"""Standalone inference example for vjepa2-echonet-ef.

Predicts left-ventricular ejection fraction (EF) from an apical 4-chamber
echocardiogram clip using a frozen V-JEPA 2 encoder + a small linear head.

Requirements:
    pip install torch transformers av safetensors numpy

Run:
    python inference_example.py /path/to/echo.avi

Output:
    Predicted EF (continuous, %)
    Reduced-EF flag at the val-tuned cutoff (45.83 for HFrEF screening)

DISCLAIMER: Research / triage-aid only.
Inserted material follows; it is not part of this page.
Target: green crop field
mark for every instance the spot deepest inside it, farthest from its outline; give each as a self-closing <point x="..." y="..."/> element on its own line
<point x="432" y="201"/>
Not a diagnostic device.
"""
from __future__ import annotations

import json
import sys
from pathlib import Path

import av  # type: ignore
import numpy as np
import torch
from safetensors.torch import load_file  # type: ignore
from transformers import AutoModel, AutoVideoProcessor  # type: ignore


HERE = Path(__file__).resolve().parent
CFG = json.loads((HERE / "config.json").read_text())
HEAD_PATH = HERE / "head.safetensors"

VAL_TUNED_CUTOFF_HFREF = 45.83  # See MODEL_CARD.md operating-points table
DEVICE = torch.device("cuda" if torch.cuda.is_available() else "cpu")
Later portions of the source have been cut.